U.S. Racing Indicators Decline in First Quarter

(from NTRA/Equibase release)
Total wagering on United States horseracing declined by 6% across North America during the first quarter of 2005, while purses and racing days also dipped, according to statistics released Feb. 8 by the National Thoroughbred Racing Association.

Officials attributed the decline to record rains in California and severe weather in the midwest and northeast.

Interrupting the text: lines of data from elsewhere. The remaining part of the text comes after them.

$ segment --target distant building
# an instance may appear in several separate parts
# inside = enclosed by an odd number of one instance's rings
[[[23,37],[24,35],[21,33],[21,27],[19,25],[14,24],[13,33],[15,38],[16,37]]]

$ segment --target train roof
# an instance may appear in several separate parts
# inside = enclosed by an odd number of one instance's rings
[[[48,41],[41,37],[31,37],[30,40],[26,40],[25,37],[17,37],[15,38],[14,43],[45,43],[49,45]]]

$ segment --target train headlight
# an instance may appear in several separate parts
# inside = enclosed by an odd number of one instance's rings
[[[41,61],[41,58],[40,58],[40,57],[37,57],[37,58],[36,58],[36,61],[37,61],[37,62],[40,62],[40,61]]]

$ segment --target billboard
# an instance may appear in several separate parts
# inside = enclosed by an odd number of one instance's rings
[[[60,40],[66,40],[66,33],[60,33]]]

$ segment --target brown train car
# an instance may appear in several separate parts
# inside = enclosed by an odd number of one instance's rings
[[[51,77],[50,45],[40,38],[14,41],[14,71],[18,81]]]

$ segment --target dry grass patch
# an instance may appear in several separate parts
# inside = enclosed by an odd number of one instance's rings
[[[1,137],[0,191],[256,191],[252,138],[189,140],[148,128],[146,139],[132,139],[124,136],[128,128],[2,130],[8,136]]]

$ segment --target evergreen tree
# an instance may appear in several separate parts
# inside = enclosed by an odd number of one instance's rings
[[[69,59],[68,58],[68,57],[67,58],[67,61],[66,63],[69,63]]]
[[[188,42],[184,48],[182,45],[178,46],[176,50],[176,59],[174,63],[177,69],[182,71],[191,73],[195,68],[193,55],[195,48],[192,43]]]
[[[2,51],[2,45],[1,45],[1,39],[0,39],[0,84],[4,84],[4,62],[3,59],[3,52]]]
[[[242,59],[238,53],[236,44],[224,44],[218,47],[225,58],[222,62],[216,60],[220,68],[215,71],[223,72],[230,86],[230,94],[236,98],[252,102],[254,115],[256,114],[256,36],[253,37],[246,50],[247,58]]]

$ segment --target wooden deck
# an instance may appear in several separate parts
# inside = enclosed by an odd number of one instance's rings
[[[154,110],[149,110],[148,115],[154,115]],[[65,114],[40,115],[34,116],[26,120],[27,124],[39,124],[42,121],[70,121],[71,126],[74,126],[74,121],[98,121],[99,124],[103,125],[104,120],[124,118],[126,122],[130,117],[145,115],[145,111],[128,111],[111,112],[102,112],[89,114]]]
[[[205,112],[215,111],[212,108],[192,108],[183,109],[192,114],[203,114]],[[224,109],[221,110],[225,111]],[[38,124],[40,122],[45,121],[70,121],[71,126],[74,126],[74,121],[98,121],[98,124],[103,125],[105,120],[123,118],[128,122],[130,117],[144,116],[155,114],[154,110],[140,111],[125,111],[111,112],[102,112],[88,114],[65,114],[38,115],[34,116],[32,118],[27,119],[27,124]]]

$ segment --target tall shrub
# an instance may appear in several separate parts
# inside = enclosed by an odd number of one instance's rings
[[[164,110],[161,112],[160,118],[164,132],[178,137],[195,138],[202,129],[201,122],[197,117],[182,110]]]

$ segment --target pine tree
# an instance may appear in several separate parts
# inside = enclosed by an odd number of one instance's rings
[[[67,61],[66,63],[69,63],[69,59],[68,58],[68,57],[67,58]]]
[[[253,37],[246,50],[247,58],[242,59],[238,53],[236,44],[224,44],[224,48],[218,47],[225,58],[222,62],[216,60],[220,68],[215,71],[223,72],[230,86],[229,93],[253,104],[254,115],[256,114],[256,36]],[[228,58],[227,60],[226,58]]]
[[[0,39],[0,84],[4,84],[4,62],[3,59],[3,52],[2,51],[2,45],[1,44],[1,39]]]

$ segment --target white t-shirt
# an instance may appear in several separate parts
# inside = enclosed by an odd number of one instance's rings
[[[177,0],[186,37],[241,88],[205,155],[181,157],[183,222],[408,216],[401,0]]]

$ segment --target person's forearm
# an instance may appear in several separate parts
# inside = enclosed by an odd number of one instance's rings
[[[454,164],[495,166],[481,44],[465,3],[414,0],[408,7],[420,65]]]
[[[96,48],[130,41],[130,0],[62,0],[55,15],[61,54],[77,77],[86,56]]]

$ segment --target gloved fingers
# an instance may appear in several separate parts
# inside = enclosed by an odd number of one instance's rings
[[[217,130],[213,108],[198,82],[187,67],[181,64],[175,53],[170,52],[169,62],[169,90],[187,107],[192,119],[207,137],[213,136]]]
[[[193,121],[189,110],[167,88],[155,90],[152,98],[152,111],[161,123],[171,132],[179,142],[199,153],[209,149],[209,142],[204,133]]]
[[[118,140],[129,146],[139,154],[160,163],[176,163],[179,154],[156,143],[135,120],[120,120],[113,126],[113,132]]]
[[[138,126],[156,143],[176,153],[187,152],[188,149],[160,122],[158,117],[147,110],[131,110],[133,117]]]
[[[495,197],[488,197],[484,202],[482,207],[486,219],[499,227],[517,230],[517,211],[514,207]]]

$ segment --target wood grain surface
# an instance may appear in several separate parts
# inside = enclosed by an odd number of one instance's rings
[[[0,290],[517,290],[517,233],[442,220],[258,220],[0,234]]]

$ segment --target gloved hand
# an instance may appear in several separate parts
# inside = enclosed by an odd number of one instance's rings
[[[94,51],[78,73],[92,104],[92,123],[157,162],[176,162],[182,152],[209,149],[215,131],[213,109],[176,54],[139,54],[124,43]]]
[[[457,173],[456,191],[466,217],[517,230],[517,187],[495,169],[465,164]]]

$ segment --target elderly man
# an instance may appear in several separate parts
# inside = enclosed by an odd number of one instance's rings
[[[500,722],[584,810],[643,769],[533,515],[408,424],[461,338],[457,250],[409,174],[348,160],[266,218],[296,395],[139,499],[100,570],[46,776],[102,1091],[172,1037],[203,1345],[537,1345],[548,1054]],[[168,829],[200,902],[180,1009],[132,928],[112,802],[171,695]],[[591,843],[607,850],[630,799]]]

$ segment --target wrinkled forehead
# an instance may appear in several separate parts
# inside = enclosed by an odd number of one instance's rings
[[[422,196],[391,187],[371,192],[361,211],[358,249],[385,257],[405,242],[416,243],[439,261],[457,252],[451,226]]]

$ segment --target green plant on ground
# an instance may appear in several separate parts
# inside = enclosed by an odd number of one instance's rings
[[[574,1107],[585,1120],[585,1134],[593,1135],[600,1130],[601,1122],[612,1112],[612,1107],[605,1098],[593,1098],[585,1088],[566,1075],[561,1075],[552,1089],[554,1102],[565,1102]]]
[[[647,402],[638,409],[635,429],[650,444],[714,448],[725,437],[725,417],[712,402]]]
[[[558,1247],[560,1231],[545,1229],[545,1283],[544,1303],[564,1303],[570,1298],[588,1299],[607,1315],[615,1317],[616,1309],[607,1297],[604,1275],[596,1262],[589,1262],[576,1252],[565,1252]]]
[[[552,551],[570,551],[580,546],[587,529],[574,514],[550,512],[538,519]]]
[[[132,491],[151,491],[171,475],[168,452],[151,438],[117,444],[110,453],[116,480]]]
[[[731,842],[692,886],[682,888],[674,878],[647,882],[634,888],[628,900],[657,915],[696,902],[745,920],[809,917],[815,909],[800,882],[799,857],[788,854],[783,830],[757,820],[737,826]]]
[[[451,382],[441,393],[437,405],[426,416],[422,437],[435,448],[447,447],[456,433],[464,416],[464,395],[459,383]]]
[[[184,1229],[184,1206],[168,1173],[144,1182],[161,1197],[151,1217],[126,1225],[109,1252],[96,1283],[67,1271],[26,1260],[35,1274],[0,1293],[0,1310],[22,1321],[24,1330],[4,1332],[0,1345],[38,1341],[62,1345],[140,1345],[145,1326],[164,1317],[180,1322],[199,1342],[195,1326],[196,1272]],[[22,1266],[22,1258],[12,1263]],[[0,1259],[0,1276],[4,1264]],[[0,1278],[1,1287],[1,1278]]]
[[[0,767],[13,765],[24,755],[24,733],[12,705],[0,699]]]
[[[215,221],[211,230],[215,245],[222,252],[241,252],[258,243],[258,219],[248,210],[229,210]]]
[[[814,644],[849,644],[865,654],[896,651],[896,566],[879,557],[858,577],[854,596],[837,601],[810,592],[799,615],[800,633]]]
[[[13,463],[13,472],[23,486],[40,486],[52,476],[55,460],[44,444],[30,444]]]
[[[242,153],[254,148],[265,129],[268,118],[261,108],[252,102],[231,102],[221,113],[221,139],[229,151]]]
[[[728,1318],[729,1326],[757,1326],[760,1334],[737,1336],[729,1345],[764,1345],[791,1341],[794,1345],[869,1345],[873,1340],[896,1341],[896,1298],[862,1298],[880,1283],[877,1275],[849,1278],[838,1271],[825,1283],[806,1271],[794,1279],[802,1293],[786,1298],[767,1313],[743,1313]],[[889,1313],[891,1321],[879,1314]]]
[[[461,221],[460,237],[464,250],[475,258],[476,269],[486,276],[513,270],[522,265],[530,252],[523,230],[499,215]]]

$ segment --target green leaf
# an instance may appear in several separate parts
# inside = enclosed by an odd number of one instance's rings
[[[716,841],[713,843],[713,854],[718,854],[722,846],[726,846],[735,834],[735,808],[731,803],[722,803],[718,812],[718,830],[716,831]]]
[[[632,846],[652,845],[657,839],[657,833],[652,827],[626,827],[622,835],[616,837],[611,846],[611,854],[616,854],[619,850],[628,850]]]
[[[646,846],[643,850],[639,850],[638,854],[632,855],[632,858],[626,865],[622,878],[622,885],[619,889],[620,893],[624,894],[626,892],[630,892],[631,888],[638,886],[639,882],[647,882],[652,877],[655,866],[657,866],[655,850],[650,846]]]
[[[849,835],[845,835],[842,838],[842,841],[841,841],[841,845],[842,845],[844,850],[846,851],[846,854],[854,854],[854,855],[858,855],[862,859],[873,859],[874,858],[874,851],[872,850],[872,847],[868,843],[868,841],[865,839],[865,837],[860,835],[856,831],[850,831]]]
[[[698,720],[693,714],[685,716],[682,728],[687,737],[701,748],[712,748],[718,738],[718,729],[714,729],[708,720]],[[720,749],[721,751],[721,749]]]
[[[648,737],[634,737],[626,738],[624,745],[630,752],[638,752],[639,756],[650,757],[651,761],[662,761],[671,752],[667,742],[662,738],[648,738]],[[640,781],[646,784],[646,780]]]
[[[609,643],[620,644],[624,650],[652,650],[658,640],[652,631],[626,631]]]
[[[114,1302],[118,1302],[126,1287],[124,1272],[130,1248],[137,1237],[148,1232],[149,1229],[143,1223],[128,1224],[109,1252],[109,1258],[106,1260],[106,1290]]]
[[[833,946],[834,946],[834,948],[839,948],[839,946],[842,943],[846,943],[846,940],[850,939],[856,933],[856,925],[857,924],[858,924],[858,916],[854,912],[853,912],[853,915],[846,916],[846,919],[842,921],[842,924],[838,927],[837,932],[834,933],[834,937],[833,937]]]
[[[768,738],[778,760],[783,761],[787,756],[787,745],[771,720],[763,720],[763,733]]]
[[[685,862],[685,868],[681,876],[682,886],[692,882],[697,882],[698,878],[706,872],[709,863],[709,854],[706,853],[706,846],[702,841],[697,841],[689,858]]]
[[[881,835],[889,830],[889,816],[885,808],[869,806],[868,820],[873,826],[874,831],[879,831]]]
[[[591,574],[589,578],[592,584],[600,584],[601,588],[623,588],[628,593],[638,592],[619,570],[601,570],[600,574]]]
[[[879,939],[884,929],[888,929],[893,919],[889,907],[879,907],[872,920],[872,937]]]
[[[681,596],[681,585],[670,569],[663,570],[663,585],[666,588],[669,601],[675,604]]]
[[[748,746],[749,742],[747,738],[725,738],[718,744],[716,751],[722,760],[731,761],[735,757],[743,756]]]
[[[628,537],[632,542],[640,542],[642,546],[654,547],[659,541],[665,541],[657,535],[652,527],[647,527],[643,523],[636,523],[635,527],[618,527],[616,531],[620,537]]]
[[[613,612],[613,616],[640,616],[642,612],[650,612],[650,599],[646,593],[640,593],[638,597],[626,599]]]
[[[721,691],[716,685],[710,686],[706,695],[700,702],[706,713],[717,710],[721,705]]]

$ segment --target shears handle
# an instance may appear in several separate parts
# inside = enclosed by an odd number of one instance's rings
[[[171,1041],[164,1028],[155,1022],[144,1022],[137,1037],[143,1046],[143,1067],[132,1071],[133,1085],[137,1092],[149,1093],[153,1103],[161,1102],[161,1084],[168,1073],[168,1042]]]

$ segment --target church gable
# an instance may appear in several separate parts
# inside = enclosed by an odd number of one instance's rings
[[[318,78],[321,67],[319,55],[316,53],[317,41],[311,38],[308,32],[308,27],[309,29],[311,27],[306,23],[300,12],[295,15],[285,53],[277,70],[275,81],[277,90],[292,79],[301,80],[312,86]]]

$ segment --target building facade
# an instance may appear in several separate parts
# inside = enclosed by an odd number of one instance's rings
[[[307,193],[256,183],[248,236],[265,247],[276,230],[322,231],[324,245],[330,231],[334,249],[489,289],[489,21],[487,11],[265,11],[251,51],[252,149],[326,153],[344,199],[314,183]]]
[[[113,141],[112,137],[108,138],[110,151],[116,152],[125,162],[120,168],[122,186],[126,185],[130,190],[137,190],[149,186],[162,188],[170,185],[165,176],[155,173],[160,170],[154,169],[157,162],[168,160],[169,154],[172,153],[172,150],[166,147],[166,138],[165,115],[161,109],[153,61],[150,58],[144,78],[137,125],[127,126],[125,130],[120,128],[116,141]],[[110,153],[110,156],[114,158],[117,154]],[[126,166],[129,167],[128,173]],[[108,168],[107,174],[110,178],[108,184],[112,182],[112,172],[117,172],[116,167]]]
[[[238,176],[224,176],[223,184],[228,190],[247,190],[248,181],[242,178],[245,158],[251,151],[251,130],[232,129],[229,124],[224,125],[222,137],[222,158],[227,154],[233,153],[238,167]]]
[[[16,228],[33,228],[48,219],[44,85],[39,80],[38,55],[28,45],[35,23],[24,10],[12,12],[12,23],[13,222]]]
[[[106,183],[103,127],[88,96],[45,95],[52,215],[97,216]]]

The "Thoroughbred Racing Economic Indicators" (TREI) statistics compare United States and Canadian pari-mutuel wagering on U.S. Thoroughbred racing in first-quarter 2005 – as well as U.S. purses and race days – with 2004 totals. In addition to the drop in wagering, purses fell 2.43% and race days were off 1.84%.

Wagering at two of the nation's premier winter facilities, Santa Anita Park and Gulfstream Park, got off to a slow start in 2005. Heavy rains forced race-day cancellations at Santa Anita and other West Coast tracks. Gulfstream Park continues to undergo major construction.

"It appears that January and February were the culprits here. Wagering levels returned to near-normal levels and race days increased one percent in March," said NTRA Commissioner D.G. Van Clief, Jr. "We'll be monitoring the numbers over the next few months to gain some additional perspective and look for any trends."

Thoroughbred Racing Economic Indicators (First-Quarter 2005 versus 2004)

Indicator/2005/2004/% Change
Wagering on U.S. Races/$3,314,341,688/$3,532,767,011/-6.03

U.S. Purses/$202,425,864/$207,465,310/-2.43

U.S. Race Days/1,175/1,197/-1.84

Statistics supplied by Equibase LLC.